[PATCH] D137913: [X86] Rewrite `getScalarizationOverhead()`

Wed Dec 7 15:10:16 PST 2022

vdmitrie added inline comments.

================
Comment at: llvm/lib/Target/X86/X86TargetTransformInfo.cpp:4470
+            if (!AffectedLanes[I] ||
+                (Lane == 0 && FullyAffectedLegalVectors[LegalVec]))
+              continue;
----------------
lebedev.ri wrote:
> vdmitrie wrote:
> > vdmitrie wrote:
> > > lebedev.ri wrote:
> > > > vdmitrie wrote:
> > > > > lebedev.ri wrote:
> > > > > > RKSimon wrote:
> > > > > > > vdmitrie wrote:
> > > > > > > > lebedev.ri wrote:
> > > > > > > > > vdmitrie wrote:
> > > > > > > > > > I just came across this patch and I'd like to ask some clarification question as I'd like to better understand the intent.
> > > > > > > > > > A quick remark before the question. In vectorizer term "lane" is typically mapped into individual vector element while when referencing memory/cache that is another thing. So in order to avoid confusion I will be referencing vector element explicitly and use "sub-vector" instead of "Lane" here.
> > > > > > > > > > 
> > > > > > > > > > Lets consider an example where we have 16 elements in of 32bits type each, like <16 x f32 >.
> > > > > > > > > > On avx512 architecture that will be just single legal vector which consists of four sub-vectors of < 4 x f32 > types.
> > > > > > > > > > Now consider two cases:
> > > > > > > > > > 1) we are building a full vector inserting each element of the legal vector
> > > > > > > > > > 2) we are inserting some of elements in every sub-vector in the legal vector (let it be each odd element for simplicity)
> > > > > > > > > > 
> > > > > > > > > > in the case 1, as we are building the entire vector, we don't have any upper elements to preserve so we don't really need insert there. So I assume that this is the case that supposed to be targeted (to be precise this should be not the entire vector build but rather all the upper sub-vectors build)
> > > > > > > > > > 
> > > > > > > > > > in case 2 we have to preserve some elements of upper sub-vectors. If I'm not mistaken It means that we still need to use insert for lowest sub-vector as well in order to preserve these elements (the upper part of the legal vector).
> > > > > > > > > > But as it done in this patch: AffectedLanes will be {1,1,1,1} as each sub-vector has a couple of elements to be inserted (preserving the other two). Derived form that FullyAffectedLegalVector[0] will also be '1' in that case and we will not account for  insert of the lowest sub-vector.
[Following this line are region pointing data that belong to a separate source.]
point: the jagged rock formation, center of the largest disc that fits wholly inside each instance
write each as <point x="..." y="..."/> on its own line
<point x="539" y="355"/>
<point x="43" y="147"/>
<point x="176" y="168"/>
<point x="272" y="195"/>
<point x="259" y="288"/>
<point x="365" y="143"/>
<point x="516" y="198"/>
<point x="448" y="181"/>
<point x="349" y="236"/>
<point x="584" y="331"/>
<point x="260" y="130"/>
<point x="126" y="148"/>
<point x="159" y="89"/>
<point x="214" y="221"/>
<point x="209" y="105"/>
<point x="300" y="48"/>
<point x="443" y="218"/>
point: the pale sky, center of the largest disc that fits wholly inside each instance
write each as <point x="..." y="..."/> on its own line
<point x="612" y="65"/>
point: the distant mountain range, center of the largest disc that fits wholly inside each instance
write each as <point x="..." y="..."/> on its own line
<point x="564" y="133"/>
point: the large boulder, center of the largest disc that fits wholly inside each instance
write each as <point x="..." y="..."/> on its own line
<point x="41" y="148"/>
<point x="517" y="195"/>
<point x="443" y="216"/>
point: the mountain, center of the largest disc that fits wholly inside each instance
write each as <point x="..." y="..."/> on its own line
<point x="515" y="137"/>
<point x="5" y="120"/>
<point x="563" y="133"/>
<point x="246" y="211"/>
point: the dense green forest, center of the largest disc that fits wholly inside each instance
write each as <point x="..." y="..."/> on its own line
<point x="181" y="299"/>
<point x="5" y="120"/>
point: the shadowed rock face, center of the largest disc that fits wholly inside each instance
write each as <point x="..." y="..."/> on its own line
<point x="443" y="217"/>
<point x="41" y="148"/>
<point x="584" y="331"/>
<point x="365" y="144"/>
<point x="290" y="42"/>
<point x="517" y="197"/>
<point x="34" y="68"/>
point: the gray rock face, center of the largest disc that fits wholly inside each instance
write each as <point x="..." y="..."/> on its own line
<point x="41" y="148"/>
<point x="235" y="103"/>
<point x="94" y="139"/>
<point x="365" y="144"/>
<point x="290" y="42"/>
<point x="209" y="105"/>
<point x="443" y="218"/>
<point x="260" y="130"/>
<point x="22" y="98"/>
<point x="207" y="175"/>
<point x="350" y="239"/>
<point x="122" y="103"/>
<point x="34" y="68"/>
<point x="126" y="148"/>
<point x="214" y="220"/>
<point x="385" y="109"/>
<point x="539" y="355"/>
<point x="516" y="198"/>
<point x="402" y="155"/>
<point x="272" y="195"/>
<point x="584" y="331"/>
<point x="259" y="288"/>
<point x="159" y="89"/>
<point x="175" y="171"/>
Is than done intentionally or this is just a mistake?
> > > > > > > > > > Should we instead to check that we have nothing to preserve in any of the upper sub-vectors?
> > > > > > > > > > 
> > > > > > > > > > I just came across this patch and I'd like to ask some clarification question as I'd like to better understand the intent.
> > > > > > > > > 
> > > > > > > > > > A quick remark before the question. In vectorizer term "lane" is typically mapped into individual vector element while when referencing memory/cache that is another thing. So in order to avoid confusion I will be referencing vector element explicitly and use "sub-vector" instead of "Lane" here.
> > > > > > > > > >
> > > > > > > > > > Lets consider an example where we have 16 elements in of 32bits type each, like <16 x f32 >.
> > > > > > > > > On avx512 architecture that will be just single legal vector which consists of four sub-vectors of < 4 x f32 > types.
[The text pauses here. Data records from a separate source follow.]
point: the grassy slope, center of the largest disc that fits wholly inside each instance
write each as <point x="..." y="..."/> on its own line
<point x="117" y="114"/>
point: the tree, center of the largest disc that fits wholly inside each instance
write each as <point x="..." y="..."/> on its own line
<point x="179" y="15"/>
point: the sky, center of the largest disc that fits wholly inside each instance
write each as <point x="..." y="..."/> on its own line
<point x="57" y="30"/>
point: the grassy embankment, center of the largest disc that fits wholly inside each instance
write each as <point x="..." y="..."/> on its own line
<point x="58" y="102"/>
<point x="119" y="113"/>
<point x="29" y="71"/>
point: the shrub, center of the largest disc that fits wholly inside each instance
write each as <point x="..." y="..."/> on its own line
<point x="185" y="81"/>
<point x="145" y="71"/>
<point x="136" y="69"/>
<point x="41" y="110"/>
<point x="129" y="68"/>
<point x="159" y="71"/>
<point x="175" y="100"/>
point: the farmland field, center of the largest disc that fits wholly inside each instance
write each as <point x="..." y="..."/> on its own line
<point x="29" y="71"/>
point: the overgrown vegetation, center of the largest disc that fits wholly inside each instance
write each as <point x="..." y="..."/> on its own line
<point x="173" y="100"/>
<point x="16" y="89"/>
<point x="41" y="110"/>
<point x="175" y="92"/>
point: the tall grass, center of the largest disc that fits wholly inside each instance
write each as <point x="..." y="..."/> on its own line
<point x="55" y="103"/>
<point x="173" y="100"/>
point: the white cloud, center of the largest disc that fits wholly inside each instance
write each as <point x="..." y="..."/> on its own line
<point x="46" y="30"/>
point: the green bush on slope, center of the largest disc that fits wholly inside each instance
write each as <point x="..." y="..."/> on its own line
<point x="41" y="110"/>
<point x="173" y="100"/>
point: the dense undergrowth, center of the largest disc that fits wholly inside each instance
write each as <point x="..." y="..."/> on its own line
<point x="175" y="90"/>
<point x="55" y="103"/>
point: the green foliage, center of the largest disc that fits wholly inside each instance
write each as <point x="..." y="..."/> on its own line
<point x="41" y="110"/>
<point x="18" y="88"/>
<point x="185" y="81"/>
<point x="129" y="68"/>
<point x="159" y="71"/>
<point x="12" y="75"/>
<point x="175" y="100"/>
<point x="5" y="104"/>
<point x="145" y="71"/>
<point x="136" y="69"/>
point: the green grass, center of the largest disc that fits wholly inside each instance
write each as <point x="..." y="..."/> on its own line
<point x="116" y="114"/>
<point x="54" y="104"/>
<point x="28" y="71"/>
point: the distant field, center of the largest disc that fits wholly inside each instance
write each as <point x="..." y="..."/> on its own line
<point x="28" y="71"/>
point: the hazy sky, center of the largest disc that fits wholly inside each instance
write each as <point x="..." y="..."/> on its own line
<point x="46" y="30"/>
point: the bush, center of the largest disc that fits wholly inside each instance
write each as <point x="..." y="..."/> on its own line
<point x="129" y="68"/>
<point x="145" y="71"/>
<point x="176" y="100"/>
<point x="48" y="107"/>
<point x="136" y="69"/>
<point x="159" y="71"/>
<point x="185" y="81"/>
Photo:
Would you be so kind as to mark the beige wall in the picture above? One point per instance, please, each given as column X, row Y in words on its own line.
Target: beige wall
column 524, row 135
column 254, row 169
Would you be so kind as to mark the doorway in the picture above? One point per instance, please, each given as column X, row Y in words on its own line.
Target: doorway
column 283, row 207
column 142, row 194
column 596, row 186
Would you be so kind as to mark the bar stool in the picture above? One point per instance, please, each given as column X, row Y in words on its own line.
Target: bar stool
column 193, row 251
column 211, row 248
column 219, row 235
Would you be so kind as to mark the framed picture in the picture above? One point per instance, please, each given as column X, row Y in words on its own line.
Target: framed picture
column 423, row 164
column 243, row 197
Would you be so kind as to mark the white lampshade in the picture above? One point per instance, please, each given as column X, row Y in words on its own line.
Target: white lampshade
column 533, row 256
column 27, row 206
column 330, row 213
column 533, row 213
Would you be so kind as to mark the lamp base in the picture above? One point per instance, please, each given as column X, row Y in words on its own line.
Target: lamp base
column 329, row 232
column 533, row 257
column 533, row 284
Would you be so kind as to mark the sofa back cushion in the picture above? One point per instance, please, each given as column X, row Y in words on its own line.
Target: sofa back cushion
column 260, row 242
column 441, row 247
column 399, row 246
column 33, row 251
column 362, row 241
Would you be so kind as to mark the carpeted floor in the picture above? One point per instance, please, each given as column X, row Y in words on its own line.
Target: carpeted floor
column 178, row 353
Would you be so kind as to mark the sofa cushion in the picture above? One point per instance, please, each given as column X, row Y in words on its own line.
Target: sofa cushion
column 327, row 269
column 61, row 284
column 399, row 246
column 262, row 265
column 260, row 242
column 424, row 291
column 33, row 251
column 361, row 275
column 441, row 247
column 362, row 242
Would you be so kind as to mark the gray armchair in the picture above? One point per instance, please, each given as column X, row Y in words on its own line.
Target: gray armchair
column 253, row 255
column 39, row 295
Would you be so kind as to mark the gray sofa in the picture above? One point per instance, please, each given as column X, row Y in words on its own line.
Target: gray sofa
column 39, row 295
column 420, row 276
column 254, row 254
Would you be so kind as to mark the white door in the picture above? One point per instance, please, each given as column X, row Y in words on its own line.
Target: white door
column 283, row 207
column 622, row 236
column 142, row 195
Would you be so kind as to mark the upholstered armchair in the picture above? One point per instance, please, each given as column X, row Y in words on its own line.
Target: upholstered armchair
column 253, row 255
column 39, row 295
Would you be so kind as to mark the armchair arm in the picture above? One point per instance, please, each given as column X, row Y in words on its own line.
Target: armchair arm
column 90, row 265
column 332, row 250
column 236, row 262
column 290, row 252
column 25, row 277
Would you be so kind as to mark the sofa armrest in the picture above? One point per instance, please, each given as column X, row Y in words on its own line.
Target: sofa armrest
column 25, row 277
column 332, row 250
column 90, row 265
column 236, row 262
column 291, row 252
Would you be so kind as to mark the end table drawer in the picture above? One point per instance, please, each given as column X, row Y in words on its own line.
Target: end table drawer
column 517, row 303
> > > > > > > > > > Now consider two cases:
> > > > > > > > > >
> > > > > > > > > > 1. we are building a full vector inserting each element of the legal vector
> > > > > > > > > > 2. we are inserting some of elements in every sub-vector in the legal vector (let it be each odd element for simplicity)
> > > > > > > > > 
> > > > > > > > > (How to boil water: pour water into kettle, boil.
> > > > > > > > > how to boil water in half-full kettle: remove water, and see original recipe.)
> > > > > > > > > 
> > > > > > > > > These two cases are equivalent, or i do not understand the question.
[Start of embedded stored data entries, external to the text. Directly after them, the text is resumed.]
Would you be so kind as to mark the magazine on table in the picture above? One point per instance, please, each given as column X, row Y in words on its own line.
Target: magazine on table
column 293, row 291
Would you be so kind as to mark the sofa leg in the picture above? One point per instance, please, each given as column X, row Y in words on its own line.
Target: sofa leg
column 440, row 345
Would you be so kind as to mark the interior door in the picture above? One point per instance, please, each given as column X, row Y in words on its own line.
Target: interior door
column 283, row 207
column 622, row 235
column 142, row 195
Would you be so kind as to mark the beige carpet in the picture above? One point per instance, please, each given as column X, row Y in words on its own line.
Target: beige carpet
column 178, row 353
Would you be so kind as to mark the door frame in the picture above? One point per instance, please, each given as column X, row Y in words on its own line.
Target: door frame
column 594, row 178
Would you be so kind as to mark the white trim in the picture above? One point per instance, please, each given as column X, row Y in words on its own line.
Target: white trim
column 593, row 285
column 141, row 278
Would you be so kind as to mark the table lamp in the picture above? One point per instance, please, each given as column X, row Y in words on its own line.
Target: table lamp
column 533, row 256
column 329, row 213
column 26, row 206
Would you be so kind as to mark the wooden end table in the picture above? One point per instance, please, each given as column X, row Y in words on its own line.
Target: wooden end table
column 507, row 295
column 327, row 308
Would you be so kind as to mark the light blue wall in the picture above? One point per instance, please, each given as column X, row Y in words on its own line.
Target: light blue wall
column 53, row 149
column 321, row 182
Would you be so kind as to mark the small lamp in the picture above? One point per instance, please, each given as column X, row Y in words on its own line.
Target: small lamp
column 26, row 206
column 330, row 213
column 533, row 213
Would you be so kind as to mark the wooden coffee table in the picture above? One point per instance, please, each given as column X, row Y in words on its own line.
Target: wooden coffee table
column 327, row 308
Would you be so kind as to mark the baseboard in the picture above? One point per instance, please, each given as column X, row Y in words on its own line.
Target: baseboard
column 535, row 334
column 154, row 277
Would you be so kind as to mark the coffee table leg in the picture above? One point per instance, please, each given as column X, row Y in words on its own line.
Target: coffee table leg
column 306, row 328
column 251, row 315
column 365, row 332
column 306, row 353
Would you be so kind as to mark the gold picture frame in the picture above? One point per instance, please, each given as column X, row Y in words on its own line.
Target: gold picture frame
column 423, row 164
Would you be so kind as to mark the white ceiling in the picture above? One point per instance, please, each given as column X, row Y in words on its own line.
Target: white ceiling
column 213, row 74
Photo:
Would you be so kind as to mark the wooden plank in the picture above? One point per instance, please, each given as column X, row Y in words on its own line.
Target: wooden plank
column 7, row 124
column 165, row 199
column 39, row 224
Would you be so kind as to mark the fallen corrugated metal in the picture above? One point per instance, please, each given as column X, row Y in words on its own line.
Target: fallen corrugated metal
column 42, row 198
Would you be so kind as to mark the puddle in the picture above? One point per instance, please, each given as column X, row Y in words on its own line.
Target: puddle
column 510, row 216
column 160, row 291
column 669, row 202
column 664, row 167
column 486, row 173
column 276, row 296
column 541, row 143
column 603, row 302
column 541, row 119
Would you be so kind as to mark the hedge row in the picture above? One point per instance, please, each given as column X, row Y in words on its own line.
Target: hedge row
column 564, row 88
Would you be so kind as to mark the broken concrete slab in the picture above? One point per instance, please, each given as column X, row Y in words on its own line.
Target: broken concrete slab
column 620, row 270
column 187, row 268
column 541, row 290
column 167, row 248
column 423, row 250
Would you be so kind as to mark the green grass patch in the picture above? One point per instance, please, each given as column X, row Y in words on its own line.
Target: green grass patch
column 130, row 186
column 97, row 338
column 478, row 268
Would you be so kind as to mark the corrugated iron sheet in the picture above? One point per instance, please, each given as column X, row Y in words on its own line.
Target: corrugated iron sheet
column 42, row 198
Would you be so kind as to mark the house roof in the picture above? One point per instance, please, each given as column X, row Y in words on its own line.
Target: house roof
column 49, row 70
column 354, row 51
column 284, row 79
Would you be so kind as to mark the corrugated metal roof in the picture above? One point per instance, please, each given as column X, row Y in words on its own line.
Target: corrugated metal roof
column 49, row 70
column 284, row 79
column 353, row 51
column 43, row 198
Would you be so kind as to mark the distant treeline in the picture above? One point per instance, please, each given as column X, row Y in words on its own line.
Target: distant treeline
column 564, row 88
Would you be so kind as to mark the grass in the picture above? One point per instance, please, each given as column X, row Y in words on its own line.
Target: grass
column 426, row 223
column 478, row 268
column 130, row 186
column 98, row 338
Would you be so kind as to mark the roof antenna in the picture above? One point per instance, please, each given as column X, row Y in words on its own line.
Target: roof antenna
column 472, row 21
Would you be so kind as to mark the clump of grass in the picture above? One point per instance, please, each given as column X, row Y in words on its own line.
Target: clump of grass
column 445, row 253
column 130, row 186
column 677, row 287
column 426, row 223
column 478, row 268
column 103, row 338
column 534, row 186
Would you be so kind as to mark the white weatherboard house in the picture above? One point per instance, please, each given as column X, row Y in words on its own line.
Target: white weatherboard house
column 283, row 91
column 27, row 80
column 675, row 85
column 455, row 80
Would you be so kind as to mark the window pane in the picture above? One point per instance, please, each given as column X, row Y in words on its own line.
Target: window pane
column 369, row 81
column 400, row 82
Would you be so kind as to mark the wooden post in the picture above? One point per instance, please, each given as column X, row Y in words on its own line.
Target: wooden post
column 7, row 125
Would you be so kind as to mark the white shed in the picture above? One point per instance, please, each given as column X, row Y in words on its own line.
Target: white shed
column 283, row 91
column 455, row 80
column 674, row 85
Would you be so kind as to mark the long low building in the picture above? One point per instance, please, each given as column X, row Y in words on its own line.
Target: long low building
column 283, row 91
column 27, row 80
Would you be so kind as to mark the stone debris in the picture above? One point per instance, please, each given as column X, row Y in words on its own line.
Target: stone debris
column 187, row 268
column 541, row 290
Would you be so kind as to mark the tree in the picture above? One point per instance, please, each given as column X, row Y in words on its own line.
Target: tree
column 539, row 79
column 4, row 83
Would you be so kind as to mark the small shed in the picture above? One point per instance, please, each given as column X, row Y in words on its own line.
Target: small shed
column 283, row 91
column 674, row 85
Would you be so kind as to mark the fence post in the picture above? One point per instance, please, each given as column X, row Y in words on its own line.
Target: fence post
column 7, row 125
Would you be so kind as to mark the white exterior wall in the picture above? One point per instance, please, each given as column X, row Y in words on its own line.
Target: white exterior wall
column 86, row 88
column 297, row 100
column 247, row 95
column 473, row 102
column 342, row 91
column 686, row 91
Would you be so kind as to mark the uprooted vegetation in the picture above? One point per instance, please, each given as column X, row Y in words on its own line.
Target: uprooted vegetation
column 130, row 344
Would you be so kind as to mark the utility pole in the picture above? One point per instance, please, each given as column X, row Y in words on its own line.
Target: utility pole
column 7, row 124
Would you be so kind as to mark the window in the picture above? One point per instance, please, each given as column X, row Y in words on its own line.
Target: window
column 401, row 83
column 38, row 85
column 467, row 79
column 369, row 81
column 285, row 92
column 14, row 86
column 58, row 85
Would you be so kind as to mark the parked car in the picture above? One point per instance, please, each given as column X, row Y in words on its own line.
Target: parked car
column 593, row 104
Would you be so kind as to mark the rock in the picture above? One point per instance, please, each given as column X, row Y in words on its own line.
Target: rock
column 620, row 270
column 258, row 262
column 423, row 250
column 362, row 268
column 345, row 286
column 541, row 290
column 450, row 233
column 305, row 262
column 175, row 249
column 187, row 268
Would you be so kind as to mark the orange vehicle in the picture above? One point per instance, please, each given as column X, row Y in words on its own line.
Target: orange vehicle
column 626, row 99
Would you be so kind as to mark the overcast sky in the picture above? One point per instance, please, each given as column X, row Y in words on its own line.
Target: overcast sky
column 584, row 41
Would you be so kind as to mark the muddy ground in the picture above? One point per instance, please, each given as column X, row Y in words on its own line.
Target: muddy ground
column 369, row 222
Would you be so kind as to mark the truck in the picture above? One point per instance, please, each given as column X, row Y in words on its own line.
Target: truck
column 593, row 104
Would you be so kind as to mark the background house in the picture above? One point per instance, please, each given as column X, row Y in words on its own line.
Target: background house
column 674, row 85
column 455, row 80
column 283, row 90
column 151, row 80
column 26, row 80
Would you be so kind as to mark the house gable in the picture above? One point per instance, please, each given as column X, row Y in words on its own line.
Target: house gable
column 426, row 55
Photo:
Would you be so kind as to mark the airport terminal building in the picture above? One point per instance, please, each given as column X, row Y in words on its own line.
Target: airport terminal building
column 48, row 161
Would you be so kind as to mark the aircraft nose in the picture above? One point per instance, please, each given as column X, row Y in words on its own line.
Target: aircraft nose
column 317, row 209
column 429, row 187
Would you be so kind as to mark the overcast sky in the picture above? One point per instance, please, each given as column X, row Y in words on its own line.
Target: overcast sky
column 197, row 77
> > > > > > > > > Note that all of the logic here operates on XMM vectors.
> > > > > > > > > 
> > > > > > > > > As long as XMM subvector is touched by an element insertion,
> > > > > > > > > and not elements are overridden, we need to first extract said subvector,
> > > > > > > > > insert into it, and then insert the subvector back
> > > > > > > > > into the original legal vector.
> > > > > > > > > 
> > > > > > > > > In case 2., you said that every XMM subvector receives some elements,
> > > > > > > > > so what subvector would we need to preserve, if all of them are affected?
> > > > > > > > 
> > > > > > > > > (How to boil water: pour water into kettle, boil.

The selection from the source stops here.